Step s to Reproduce:
1. oc create -f - <<API
apiVersion: v1
kind: ServiceAccount
metadata:
  name: metrics-deployer
secrets:
- name: metrics-deployer
API
2. oadm policy add-role-to-user edit system:serviceaccount:openshift-infra:metrics-deployer
3. oadm policy add-cluster-role-to-user cluster-reader system:serviceaccount:openshift-infra:heapster
4. oc secrets new metrics-deployer \
  hawkular-metrics.pem=<(cat /root/xpaas-certs/xpaas.xyz.ssl/xpaas.xyz.key /root/xpaas-certs/STAR_xpaas_xyz.crt) \
  hawkular-metrics-ca.cert=/root/xpaas-certs/STAR_xpaas_xyz.ca-bundle \
  hawkular-cassandra.pem=<(cat /root/xpaas-certs/xpaas.xyz.ssl/xpaas.xyz.key /root/xpaas-certs/STAR_xpaas_xyz.crt) \
  hawkular-cassandra-ca.cert=/root/xpaas-certs/STAR_xpaas_xyz.ca-bundle \
  heapster.cert=/root/xpaas-certs/STAR_xpaas_xyz.crt \
  heapster.key=/root/xpaas-certs/xpaas.xyz.ssl/xpaas.xyz.key
5. oc process -f /usr/share/ansible/openshift-ansible/roles/openshift_examples/files/examples/v1.1/infrastructure-templates/enterprise/metrics-deployer.yaml -v HAWKULAR_METRICS_HOSTNAME=metrics.xpaas.xyz,IMAGE_PREFIX=registry.access.redhat.com/openshift3/,IMAGE_VERSION=latest,USE_PERSISTENT_STORAGE=false,REDEPLOY=true | oc create -f -

Actual results:
--sink=hawkular:https://hawkular-metrics:443?tenant=_system&labelToTenant=pod_namespace&caCert=/hawkular-cert/hawkular-metrics-ca.certificate&user=%username%&pass=%password%&filter=label(container_name:^/system.slice.*|^/user.slice)

Expected results:
--sink=hawkular:https://metrics.xpaas.xyz:443?tenant=_system&labelToTenant=pod_namespace&caCert=/hawkular-cert/hawkular-metrics-ca.certificate&user=%username%&pass=%password%&filter=label(container_name:^/system.slice.*|^/user.slice)

Additional info:
Comment 1 Matt Wringe 2016-01-29 16:38:35 UTC 
The 'hawkular-metrics' hostname comes from the service name which is resolved by the OpenShift DNS. This is the internal hostname used by the system. This hostname should always be resolvable within the OpenShift cluster and is the reason why the Heapster sink uses it. This is the expected behaviour.

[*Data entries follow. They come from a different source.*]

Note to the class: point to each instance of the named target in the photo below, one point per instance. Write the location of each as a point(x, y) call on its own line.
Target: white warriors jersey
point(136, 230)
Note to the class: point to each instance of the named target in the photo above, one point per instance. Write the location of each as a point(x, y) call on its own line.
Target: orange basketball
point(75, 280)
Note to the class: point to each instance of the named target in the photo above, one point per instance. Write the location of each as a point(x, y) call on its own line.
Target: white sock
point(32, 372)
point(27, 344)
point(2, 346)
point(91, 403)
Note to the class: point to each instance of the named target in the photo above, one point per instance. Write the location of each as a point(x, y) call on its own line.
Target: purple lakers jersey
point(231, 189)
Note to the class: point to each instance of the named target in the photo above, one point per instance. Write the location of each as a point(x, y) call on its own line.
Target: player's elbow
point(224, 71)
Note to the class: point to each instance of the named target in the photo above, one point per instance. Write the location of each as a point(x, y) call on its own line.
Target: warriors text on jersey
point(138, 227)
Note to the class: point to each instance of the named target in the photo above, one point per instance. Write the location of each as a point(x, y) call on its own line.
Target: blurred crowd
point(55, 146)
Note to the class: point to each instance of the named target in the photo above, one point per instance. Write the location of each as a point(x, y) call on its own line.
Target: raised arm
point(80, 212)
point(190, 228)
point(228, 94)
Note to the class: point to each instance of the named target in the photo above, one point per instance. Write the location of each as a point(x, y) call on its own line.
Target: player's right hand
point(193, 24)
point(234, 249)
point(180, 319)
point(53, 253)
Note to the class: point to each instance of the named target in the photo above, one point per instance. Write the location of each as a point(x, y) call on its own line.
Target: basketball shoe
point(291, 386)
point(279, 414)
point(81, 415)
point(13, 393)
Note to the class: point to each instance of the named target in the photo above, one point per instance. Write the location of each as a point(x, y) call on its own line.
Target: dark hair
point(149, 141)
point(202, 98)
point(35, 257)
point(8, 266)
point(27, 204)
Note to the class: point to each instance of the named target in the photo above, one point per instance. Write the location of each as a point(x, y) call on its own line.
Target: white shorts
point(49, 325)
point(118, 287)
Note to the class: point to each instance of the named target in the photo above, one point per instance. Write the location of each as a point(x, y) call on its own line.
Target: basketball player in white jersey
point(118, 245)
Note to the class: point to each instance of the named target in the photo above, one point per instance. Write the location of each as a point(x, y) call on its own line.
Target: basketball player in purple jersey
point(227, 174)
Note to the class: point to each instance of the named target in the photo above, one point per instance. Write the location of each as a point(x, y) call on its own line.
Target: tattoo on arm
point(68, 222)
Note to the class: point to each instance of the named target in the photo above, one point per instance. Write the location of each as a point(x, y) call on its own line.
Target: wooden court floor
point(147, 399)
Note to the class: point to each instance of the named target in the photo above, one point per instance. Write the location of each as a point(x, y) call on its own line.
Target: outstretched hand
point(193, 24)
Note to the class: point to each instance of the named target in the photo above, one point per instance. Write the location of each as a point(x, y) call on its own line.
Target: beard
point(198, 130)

The `HAWKULAR_METRICS_HOSTNAME` is for setting the external hostname which is used by things like the console so that access can be achieved from outside of the OpenShift cluster.

From https://docs.openshift.com/enterprise/3.1/install_config/cluster_metrics.html#creating-the-deployer-template the description for the HAWKULAR_METRICS_HOSTNAME is

"External hostname where clients will reach Hawkular Metrics"

Please also see the section on creating the hawkular-metrics.pem secrets https://docs.openshift.com/enterprise/3.1/install_config/cluster_metrics.html#metrics-deployer-secrets

"The pem file to use for the Hawkular Metrics certificate. This certificate must contain the hawkular-metrics host name as well as the publicly available host name used by the route. This file is auto-generated if unspecified."